Por el Cardenal Mons. Ouellet (8/10/2008)
En el cuadro de un debate sobre “compromisos razonables” no se puede ignorar el cambio radical que el Estado de Québec acaba de introducir respecto al lugar de la religión en las escuelas.
Este cambio provoca el desconcierto y el enfado de muchos padres que se ven privados, en el nombre de una última reforma y de la modernización del sistema educativo de Québec, de un derecho adquirido. Sin tener en cuenta el primado del derecho de los padres y de su voluntad claramente explicitada de mantener la libertad de elección entre una enseñanza confesional y una moral, el Estado suprime la enseñanza confesional e impone un curso obligatorio de ética y de cultura religiosa en las escuelas tanto públicas como privadas.

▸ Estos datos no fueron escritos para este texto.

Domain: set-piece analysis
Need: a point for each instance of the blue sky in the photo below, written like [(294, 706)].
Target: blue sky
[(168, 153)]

Ninguna nación europea ha adoptado nunca una orientación tan radical que revoluciona las convicciones y la libertad religiosa de los ciudadanos. De aquí deriva el malestar profundo y el sentimiento de impotencia que muchas familias experimentan respecto a un Estado omnipotente que parece no temer la influencia de la Iglesia y que puede imponer su ley sin condicionamientos superiores. La suerte más escandalosa es la reservada a las escuelas católicas privadas que se ven obligadas por el juego de las subvenciones gubernativas a dejar al margen la propia enseñanza confesional a favor del curso impuesto por el Estado en todas partes y a todo nivel.

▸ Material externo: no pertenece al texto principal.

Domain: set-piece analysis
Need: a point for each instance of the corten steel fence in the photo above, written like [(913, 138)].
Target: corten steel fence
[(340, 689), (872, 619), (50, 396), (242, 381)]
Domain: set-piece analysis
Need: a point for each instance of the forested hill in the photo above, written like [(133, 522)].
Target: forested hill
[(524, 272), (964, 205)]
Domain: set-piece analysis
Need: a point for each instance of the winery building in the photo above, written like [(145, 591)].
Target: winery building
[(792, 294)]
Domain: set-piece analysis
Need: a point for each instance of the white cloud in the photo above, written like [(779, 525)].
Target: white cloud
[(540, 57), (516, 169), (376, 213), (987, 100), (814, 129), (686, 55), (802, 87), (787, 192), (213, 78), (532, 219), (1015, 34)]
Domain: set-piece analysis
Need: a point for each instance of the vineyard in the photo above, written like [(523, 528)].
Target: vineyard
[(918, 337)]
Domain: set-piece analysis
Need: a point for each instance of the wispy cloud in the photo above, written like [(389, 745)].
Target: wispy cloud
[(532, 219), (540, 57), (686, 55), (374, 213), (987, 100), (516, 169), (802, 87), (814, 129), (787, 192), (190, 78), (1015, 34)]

¿La operación de reenfocar la formación ética y religiosa del ciudadano por medio de este curso obligatorio llegará a salvar un mínimo de puntos de referencia para asegurar una vida común y armoniosa? Lo dudo y más aún estoy convencido de lo contrario, ya que esta operación se hace a costas de la libertad religiosa del ciudadano, sobre todo de la de la mayoría católica. Además está basada exclusivamente en un “conocimiento” de las creencias y de los ritos de seis o siete religiones. Dudo que los profesores, verdaderamente poco preparados para asumir este desafío, puedan enseñar con completa neutralidad y en modo crítico las nociones que son para ellos incluso menos comprensibles que sus propias religiones. Se requiere de mucha ingenuidad para creer que este milagro de enseñanza cultural de las religiones fabricará un nuevo pequeño habitante de Québec, un pluralista, un experto en relaciones interreligiosas y un crítico de todos los credos. Lo menos que se puede decir es que la sed de valores espirituales estará muy lejos de ser apagada y que una dictadura del relativismo corre el riesgo de volver más difícil la transmisión de nuestra herencia religiosa.

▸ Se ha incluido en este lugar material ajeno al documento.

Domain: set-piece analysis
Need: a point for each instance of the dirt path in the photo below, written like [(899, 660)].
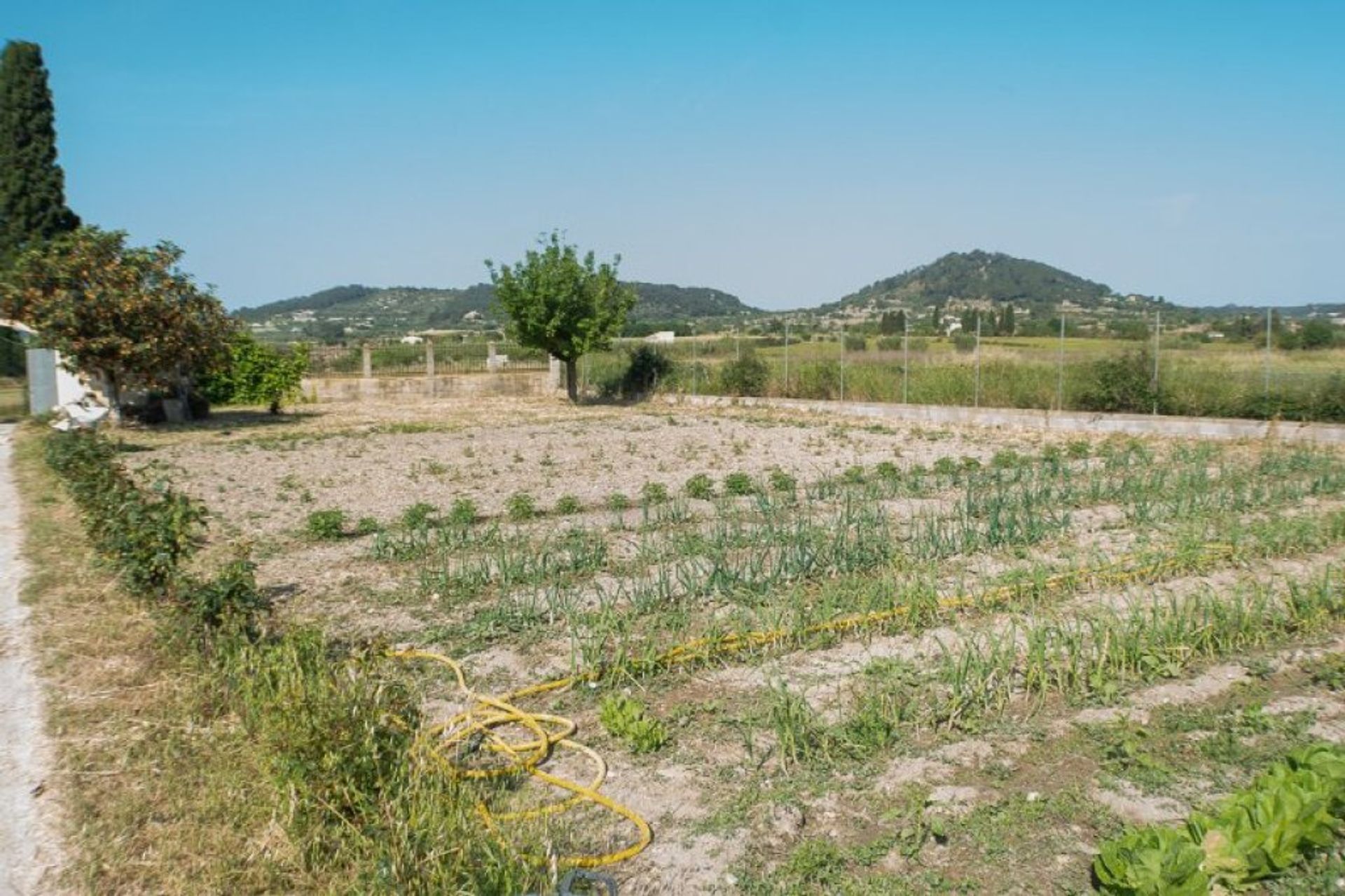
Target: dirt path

La cultura rural de Québec expone una cruz un poco por todas partes en el cruce de las calles. Esta “cruz del camino” invita a rezar y a reflexionar sobre el sentido de la vida. ¿Qué elección se impone a nuestra sociedad para que el Estado tome decisiones iluminadas y verdaderamente respetuosas de las conciencias religiosas de los individuos, de los grupos y de las Iglesias? A pesar de ciertos desvíos debidos a los estímulos recurrentes pero limitados del fanatismo, la religión sigue siendo una fuente de inspiración y una fuerza de paz en el mundo y en nuestra sociedad, a condición de que no sea manipulada por intereses políticos o perseguida en sus aspiraciones legítimas.
La reforma impone que la ley someta las religiones al control y a los intereses del Estado, poniendo fin a las libertades religiosas adquiridas por generaciones. Esta ley no sirve al bien común y no podrá ser impuesta sin que sea precipitada como una violación de la libertad religiosa de los ciudadanos y de las ciudadanas. No sería razonable mantenerla como ha sido emanada, ya que instauraría un legalismo laicista restringido que excluye la religión del espacio público. Los dos pilares de nuestra identidad cultural nacional, la lengua y la religión, están llamados históricamente y sociológicamente a sostenerse mutuamente o a derrumbarse juntos. ¿No ha llegado el momento en que una nueva alianza entre la fe católica y la cultura emergente vuelva a dar a la sociedad de Québec más seguridad y confianza en el porvenir?
Québec vive desde siempre de la herencia de una tradición religiosa fuerte y positiva, exenta de grandes conflictos y caracterizada por el compartir, por la acogida del extranjero y de la compasión hacia los más necesitados. Es necesario proteger y cultivar esta herencia religiosa fundada en el amor, que es una fuerza de integración social mucho más eficaz que el conocimiento abstracto de cualquier noción superficial de seis o siete religiones. Es importante sobre todo, en este momento, que la mayoría católica despierte, que reconozca sus verdaderas necesidades espirituales y se vuelva a ligar a sus prácticas tradicionales para estar a la altura de la misión que le es propia desde sus orígenes.